Stars in My Pocket Like Grains of Sand - Style

Style

Stars employs many stylistic tropes that reinforce the differences between contemporary thinking and the thinking of the novel's far-future setting.

  • As mentioned above, the Velm sections of the novel assign an alternate meaning to the pronouns "he" and "she" not related to physical gender. All characters, whether they are human males or females or evelm males, females, or neuters, are referred to as "she" in most contexts, and "woman" and "womankind" are used as generic terms for humans. The normally male pronouns such as "he" or "him" are used to denote sexual interest in the subject by the speaker.
  • Words relating to work and occupations are subscripted (for example, job1, job2, job3) to indicate whether the work involved is one's central "life's work", a different work that one still habitually performs, or an occupation taken up temporarily. Marq Dyeth is consistently called an industrial diplomat1, as that is his job1, but at home he works2 as a docent2 for visitors to his famous residence; in his youth, he worked3 for a time as a tracer3, a Velmian occupation tracking the flow of resources through the economy.
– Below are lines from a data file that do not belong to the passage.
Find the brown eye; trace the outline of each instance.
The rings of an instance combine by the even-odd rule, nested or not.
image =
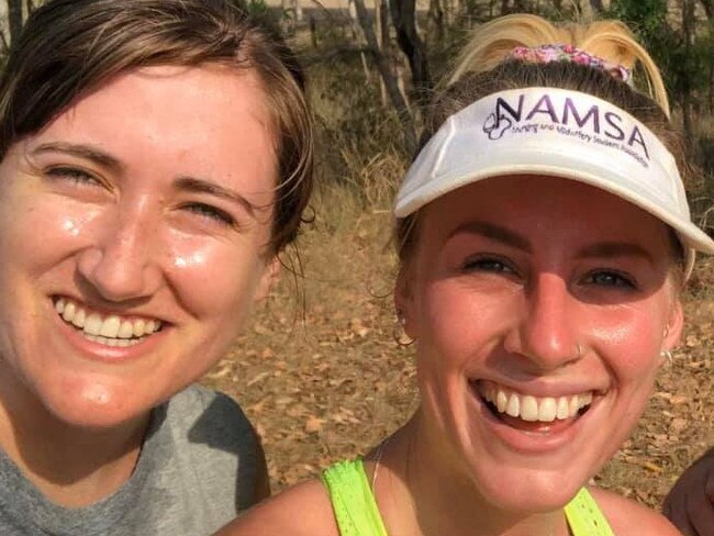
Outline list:
[[[189,203],[183,209],[201,217],[213,220],[227,226],[235,226],[235,220],[227,212],[205,203]]]
[[[596,284],[599,287],[614,287],[622,289],[635,289],[636,284],[632,278],[613,270],[593,271],[588,275],[584,280],[588,284]]]
[[[515,273],[509,263],[498,257],[476,257],[464,263],[465,271],[486,271],[492,273]]]

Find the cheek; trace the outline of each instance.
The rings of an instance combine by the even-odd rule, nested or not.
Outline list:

This usage derives from Alfred Korzybski's general semantics.
  • Unusual terms are used for what seem to be familiar concepts; for example, "geosector" is used consistently instead of "nation" or "country", and "nurture stream" in the Velm sections instead of "family" (when referring to the Velmian version of a family; the "Family," the galactic faction, is referred to by that term). Also, familiar terms, such as "room", "hunt," and "dinner party," refer to things very much unlike what they refer to in our world.
  • Residents of Velm use five cardinal directions instead of four: north, east, south, oest, and west.
  • The central sense of the evelm is taste, rather than sight, and both evelm and Velmian humans (including Marq) use many phrases and metaphors relating to taste and the tongue where English speakers would use a visual metaphor (saying something "tastes good" instead of "looks good," for example). In fact, the evelm have multiple tongues and can use them to speak multiple things simultaneously, something that is shown typographically in the novel.
  • Delany makes notable use of common American colloquialisms. Examples include the phrases "baker's dozen", "fiddle" (verb form), "super-handy-dandy", and "have the dope on", to name a few. These words and phrases jar with the futuristic alien landscape of the novel, and the strange, technological vocabulary employed throughout.